LOL This is definitely the best line in the whole affair .......
nutjob

Sport climber
Almost to Hollywood, Baby!
Topic Author's Reply - May 14, 2013 - 10:49pm PT
I might have to get off my high horse long enough to admit that was a pretty funny line.
bluering

Trad climber
Santa Clara, CA
May 14, 2013 - 10:58pm PT
You spelled judgmental wrong.

DMT


You are an unproud master of posing lame arguements and then backing away from them when you're called out. I see a pattern here.

Every time you think you're being bright or clever and I call you out, you desist into distraction. Every time I confront your assertions or questions, you f*#king change the subject.

Common tactic for people with no arguement that is based in fact or reality.

Kinda like Jay Carney. Nice club you're in!
Dave Kos

Social climber
Temecula
May 14, 2013 - 11:02pm PT
Bluering still doesn't know what a troll is.
ontheedgeandscaredtodeath

Social climber
SLO, Ca
May 15, 2013 - 12:05am PT
One possibility is that the government actually believed there has been a significant security breach and needs to find the leak. Any protection against compelling a journalist to reveal a source would not extend to the AP's telephone company. The shield, if any, has to stop somewhere and the DOJ is responsible for investigating what would be a serious and dangerous crime.



WBraun

climber
May 15, 2013 - 12:15am PT
significant security breach


The modern govt's. are always fearful of security breaches that will expose their lies and corruptions to the sheep ........
mechrist

Gym climber
South of Heaven
May 15, 2013 - 02:00am PT
Every time you think you're being bright or clever and I call you out, you desist into distraction.

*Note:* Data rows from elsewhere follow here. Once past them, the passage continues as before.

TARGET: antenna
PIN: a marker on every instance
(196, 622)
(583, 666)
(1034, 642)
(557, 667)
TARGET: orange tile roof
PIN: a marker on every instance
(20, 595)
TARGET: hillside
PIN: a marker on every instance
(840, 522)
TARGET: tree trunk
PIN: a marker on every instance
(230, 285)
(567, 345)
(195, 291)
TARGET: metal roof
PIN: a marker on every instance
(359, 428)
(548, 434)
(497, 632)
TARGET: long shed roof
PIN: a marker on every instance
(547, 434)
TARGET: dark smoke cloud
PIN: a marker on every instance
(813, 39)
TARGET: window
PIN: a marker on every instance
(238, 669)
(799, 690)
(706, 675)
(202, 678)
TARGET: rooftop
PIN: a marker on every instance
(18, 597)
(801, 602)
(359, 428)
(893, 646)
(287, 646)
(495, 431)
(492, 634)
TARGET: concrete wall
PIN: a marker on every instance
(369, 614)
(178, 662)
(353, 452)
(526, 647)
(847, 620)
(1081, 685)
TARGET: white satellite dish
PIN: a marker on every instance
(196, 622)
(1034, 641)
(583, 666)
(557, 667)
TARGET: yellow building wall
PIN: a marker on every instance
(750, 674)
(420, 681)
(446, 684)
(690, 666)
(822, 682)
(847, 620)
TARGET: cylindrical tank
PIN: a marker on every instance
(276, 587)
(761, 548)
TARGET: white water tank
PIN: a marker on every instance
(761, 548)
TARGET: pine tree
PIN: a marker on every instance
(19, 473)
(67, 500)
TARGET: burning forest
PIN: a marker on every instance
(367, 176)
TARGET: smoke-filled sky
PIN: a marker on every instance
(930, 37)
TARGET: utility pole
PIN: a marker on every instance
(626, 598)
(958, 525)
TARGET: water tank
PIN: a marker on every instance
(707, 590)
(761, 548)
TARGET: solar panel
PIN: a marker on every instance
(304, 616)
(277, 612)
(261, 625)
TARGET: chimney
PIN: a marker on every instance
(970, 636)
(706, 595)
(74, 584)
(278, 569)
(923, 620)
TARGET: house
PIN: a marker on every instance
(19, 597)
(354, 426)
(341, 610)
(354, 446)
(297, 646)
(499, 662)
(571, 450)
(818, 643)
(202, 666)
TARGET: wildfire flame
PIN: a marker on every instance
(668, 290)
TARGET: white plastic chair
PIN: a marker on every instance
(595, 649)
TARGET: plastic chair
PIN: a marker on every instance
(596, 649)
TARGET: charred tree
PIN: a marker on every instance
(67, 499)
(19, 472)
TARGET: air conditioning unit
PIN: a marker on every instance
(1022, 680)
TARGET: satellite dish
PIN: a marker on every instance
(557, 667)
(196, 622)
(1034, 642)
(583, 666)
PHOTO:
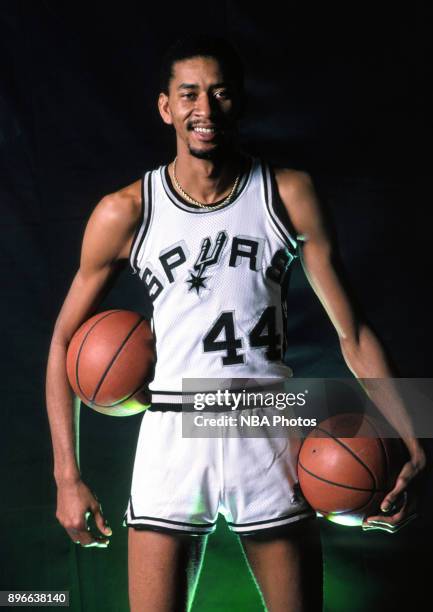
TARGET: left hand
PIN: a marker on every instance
(400, 499)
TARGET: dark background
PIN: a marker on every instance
(339, 91)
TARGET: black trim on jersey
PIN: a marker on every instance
(183, 204)
(143, 226)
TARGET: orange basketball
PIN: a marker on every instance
(110, 360)
(345, 467)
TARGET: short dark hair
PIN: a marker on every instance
(216, 47)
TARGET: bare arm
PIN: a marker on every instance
(105, 248)
(360, 347)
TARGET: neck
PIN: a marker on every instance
(206, 180)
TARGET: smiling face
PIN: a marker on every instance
(202, 106)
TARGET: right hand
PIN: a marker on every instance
(75, 503)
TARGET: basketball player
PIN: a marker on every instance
(211, 236)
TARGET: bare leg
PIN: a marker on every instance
(163, 570)
(288, 568)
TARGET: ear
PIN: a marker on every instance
(164, 109)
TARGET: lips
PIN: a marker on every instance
(205, 133)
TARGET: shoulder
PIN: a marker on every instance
(300, 200)
(115, 218)
(120, 207)
(292, 182)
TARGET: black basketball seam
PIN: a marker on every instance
(124, 399)
(337, 484)
(354, 455)
(113, 359)
(387, 458)
(81, 347)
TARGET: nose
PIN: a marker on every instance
(203, 106)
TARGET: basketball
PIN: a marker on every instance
(345, 467)
(110, 360)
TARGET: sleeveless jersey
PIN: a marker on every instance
(217, 281)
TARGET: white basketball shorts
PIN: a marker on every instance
(181, 484)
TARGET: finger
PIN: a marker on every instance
(86, 539)
(390, 528)
(407, 473)
(387, 520)
(101, 523)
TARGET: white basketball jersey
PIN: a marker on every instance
(216, 278)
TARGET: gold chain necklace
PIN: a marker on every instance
(201, 204)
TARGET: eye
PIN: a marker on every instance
(223, 93)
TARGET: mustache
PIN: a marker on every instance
(217, 126)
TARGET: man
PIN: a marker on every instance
(204, 234)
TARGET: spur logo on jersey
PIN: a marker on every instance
(244, 251)
(206, 259)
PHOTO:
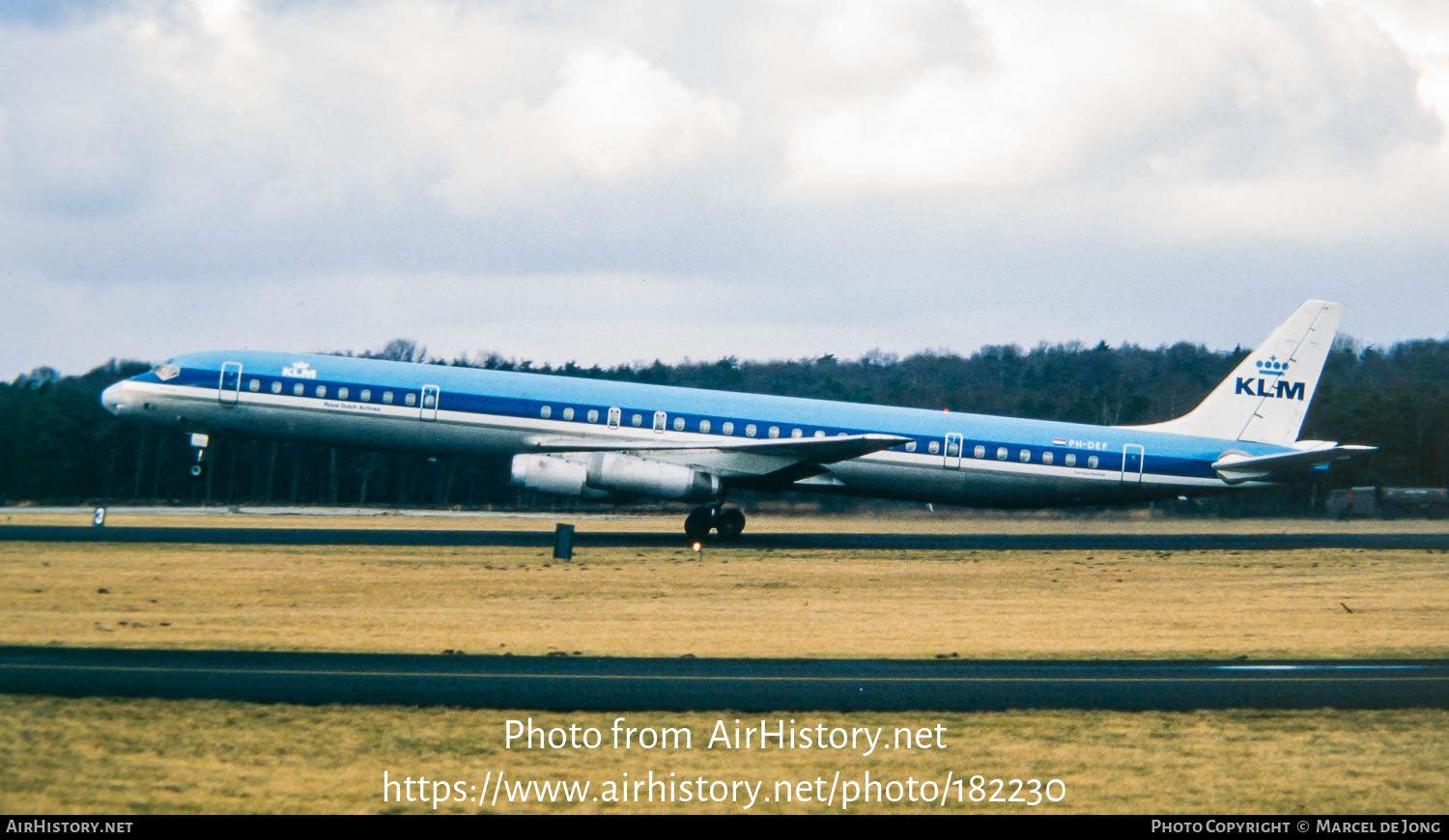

That is loaded with humor, although the author doesn't realize it, which makes it even more funny.
bookworm

Social climber
Falls Church, VA
May 15, 2013 - 08:53am PT
legally, it looks as though doj is protected by the patriot act--haven't examined the fine print, but i don't think this is criminal

the consequences, however, are still huge...barry has lost the trust of the media; without his lapdogs, he's going to have a rough second term

this won't help his relationship with the press:

"During an interview with NPR’s Carrie Johnson on Tuesday, Holder was asked how often his department has obtained such records of journalists’ work.

“I’m not sure how many of those cases … I have actually signed off on,” Holder said. “I take them very seriously. I know that I have refused to sign a few [and] pushed a few back for modifications.”


the ag is "not sure" how many times he's approved the seizure of journalists' phone records?

that can only mean there are SEVERAL more cases still waiting to be discovered...or that he's just stupid
couchmaster

climber
pdx
May 15, 2013 - 11:13am PT
John P asked:
"I have been searching for the report of phones being tapped at the Associated Press .... can't find any news article about that....someone help me ?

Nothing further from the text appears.